Ms Robyn Furber graduated top of her Speech-Language Therapy class and also received a Susan M Swart Award for her academics.
‘I’m really happy that all the hard work paid off and am very proud to be graduating with some brilliant speech-language therapists who I know will do great things in the future,’ said Furber.
Furber, who has suffered from Myalgic Encephalomyelitis/Chronic Fatigue Syndrome (ME/CFS) since she was 13 years old, is grateful to her family who she says supported her throughout her studies and hopes her achievement has made them proud.
ME/CFS causes extreme fatigue and flu-like symptoms for months and years at a time.
This achievement means so much to Furber, not only because it marks a successful end to the long journey of her degree but because there have been times in her life when she thought she would never be able to lead a normal life.
‘Being sick forced me to sacrifice a lot of the hopes I had for high school and adolescence,’ said Furber. ‘UKZN allowed me to complete my degree over an extended period to allow for my different abilities. As a result, I was able to achieve more than I had allowed myself to hope for.

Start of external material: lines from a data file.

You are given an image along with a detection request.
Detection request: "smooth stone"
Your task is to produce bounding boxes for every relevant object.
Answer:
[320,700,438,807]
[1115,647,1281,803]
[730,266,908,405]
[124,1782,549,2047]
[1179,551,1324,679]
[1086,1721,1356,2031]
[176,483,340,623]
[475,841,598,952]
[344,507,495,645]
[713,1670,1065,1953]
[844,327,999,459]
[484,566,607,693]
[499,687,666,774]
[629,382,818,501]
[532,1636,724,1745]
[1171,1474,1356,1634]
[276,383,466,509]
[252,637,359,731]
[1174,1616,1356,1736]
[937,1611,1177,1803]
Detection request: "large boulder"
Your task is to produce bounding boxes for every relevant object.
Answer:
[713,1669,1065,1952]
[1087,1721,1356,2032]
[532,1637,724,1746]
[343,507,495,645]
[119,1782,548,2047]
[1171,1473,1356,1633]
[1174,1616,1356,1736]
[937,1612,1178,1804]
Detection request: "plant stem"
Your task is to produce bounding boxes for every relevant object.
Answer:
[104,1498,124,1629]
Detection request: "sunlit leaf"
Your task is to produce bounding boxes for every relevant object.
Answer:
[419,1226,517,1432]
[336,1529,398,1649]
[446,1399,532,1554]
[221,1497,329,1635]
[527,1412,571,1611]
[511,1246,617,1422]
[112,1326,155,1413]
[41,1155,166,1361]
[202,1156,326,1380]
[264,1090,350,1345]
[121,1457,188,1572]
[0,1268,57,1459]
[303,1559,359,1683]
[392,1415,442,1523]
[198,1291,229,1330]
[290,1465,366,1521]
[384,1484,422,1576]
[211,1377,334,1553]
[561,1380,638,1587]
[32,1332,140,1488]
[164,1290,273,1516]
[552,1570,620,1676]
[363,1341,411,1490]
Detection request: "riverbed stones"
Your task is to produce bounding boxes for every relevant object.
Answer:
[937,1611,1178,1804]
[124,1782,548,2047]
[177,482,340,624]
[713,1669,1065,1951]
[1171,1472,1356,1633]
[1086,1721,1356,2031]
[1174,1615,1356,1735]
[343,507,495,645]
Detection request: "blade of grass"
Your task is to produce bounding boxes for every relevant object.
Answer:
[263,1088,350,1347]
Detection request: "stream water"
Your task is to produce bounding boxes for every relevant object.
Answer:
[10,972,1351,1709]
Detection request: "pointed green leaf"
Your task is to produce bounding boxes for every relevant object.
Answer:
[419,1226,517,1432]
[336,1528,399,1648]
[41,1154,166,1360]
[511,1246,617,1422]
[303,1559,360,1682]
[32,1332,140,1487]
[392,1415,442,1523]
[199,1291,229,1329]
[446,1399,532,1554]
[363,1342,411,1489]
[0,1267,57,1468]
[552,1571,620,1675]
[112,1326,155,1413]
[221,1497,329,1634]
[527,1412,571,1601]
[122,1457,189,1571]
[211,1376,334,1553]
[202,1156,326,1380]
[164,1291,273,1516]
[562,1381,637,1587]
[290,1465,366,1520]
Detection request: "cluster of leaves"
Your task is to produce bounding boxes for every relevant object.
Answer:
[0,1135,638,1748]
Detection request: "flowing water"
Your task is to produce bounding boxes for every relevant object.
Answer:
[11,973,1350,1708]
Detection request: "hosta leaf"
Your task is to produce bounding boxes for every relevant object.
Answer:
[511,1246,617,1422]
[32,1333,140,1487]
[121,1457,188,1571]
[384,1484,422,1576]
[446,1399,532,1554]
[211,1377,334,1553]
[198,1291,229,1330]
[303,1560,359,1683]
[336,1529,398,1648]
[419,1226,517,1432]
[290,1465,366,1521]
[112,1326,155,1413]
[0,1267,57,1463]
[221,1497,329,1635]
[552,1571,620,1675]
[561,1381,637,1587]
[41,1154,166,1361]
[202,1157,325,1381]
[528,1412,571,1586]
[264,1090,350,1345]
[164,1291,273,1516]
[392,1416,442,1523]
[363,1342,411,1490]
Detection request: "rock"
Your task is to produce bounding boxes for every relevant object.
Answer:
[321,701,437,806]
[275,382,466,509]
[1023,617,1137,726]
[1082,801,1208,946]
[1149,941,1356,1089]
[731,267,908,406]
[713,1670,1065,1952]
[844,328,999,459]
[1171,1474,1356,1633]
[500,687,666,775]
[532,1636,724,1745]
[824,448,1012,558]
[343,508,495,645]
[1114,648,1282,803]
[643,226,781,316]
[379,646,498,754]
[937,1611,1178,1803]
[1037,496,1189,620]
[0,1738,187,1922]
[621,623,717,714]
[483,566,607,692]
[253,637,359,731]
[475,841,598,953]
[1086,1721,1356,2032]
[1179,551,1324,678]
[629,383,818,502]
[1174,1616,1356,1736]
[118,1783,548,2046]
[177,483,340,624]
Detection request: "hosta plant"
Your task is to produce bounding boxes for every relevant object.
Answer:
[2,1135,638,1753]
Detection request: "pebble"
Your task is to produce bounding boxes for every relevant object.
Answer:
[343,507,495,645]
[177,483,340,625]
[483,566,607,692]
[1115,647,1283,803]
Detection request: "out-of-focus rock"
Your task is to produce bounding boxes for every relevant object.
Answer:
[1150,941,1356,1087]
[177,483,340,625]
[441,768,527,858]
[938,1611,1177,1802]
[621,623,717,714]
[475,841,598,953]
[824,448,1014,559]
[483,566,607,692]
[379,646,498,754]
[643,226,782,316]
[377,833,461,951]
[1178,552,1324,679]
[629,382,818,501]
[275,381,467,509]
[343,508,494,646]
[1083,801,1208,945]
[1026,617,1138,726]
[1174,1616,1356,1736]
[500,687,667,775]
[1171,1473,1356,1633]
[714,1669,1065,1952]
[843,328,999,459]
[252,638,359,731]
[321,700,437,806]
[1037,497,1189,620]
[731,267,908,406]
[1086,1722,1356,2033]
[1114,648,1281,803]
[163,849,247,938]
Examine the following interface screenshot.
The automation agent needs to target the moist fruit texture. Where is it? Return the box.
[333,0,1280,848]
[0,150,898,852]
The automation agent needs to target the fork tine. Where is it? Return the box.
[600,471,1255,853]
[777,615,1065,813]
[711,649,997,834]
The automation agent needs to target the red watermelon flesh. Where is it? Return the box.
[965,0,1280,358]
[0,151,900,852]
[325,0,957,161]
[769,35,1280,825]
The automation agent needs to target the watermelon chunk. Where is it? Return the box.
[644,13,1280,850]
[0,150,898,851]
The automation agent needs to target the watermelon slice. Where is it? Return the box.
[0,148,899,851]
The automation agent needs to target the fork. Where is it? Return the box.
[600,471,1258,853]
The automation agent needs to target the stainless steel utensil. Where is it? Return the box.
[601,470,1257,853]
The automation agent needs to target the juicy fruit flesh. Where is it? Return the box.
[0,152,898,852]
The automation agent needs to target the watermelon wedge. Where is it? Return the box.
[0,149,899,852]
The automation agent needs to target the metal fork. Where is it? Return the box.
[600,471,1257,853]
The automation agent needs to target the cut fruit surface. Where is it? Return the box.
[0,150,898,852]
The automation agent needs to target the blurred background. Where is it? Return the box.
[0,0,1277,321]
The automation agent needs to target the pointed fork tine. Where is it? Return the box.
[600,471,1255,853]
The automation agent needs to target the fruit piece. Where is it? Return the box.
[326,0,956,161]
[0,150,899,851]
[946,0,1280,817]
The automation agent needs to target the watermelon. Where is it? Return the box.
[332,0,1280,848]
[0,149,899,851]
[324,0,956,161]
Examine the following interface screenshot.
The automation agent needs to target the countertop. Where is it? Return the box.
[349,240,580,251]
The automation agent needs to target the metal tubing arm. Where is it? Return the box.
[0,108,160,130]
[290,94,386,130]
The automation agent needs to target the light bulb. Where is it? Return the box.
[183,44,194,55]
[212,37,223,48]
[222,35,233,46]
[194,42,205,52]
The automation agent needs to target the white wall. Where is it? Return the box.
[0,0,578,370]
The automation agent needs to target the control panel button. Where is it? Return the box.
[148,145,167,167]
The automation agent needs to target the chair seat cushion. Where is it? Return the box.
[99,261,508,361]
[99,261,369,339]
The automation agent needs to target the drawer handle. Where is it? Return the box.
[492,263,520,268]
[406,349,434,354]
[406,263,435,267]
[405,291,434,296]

That in itself means everything to me.’
She completed Grades 8 to 11 at Danville Park Girls’ High School in Durban but when she became too ill to keep up with regular school schedules, she spent two years completing matric at St Barnabas Independent School.
Her future plans include working with special populations and children from birth to three, especially in the public sector where there is a big need and a lot to learn. ‘Above and beyond everything though, I want to live a useful life,’ said Furber.
Finding joy in small things, learning to be grateful and to look for wisdom in every experience keeps Furber going.
‘She advised those who were still studying to look inward. ‘Find out what kind of person and professional you want to be, then try to look for areas that need work. Don’t aim for numbers or pass/fail criteria. Look for skills, look for the applications that follow each theoretical principle you’re taught. Work to the best of your ability. Look to others for inspiration, but do not aim for their marks. Aim for qualities, attitudes, approaches to learning and never equate your marks with your personal worth.’